Metadata & Contributions

 

Type - payoff element type, e.g., *P or *CR
Component - the element specification as model_var|data_var/scale_or_weight
Contribution - the element's contribution to the total payoff
Percent - the element's percentage contribution to the total payoff; may be NA if the total is 0 or contributions have mixed sign
Values - the element's contribution due to model values (for policy elements) or model-data comparisons (calibration elements)
Params - the element's contribution from scale parameter terms in the likelihood (some calibration distributions only)
Used - number of points used
Skipped - number of points skipped, either due to exceeding the model's time range, or invalid comparisons like LN(0)
Source - data variable source identifier

 

Goodness of Fit

 

RSquare - coefficient of determination, R2 = SSE/SST where SSE = sum of squared errors and SST = total sum of squares. Note that, while R2 is typically bounded between 0 and 1 in typical regression, bias and other factors make it possible for SSE > SST in a nonlinear model, so R2 may be negative.
DW - Durbin Watson test statistic for detection of autocorrelation of residuals
Autocor1 - residual autocorrelations at 1 to 4 steps
Autocor2
Autocor3
Autocor4
(TimeGap) - time gap for residual autocorrelation steps

 

Theil Statistics

 

The Theil statistics decompose model-data variance into three terms, from difference in means, difference in variance, and difference in covariance.
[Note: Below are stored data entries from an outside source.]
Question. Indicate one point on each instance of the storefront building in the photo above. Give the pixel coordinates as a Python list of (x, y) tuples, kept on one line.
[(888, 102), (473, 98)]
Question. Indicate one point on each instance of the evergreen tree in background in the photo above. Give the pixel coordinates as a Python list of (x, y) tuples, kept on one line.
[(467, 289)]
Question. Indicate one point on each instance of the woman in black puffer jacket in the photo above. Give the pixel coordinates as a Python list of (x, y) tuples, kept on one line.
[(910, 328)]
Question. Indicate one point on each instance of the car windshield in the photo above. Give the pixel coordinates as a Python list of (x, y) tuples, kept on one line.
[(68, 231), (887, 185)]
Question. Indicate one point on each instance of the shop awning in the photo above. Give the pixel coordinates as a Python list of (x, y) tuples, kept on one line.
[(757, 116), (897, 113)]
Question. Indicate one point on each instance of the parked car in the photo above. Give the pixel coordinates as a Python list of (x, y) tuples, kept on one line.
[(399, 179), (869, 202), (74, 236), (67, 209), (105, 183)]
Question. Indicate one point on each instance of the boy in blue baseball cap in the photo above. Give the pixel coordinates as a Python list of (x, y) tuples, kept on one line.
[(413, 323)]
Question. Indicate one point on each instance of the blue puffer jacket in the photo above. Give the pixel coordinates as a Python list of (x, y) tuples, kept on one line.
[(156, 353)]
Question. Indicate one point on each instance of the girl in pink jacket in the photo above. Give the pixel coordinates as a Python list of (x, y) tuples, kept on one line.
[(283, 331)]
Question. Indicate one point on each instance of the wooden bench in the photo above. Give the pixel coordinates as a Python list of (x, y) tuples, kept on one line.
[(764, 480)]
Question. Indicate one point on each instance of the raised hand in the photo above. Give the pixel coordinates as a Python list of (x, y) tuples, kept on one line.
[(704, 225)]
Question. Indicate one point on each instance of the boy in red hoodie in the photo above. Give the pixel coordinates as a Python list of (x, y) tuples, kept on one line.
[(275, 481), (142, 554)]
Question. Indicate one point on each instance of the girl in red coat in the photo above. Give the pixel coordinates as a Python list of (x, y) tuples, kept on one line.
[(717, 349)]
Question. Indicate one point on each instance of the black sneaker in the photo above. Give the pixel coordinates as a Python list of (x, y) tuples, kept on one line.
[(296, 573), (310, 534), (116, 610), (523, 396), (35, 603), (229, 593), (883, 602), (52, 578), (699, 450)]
See:

 

Sterman, J.D., (1984) Appropriate Summary Statistics for Evaluating the Historical Fit of System Dynamics Models. Dynamica, 10 (Winter), 51-66. http://www.systemdynamics.org/dynamica/articles/102/4.pdf

 

Vensim reports:

 

RMSE - the total root mean squared error between model and data
Um - the fraction of MSE due to difference in means
Uv - the fraction of MSE due to difference in variance
Uc - the fraction of MSE due to point-to-point covariance

 

Um + Uv + Uc = 1

 

All values will be reported as 0 if there are no data points.

 

If there are fewer than 2 data points, Uv and Uc will be 0, with Um = 1 and MSE reflecting the squared error of the single data point.

 

Absolute Errors

 

MAE - mean absolute error, i.e. the sum over the valid model & data points of ABS(model-data) divided by the count of comparisons.
MAPE - mean absolute percentage error, the sum of ABS((data-model)/data) multiplied by 100 to yield a percentage. If any data value is 0 this statistic is undefined and NA is reported.
MAEoM - mean absolute error over mean, the MAE divided by the mean of the data, multiplied by 100 to yield a percentage. If the data mean is 0, NA is reported.

 

If there are no data points, 0s are reported.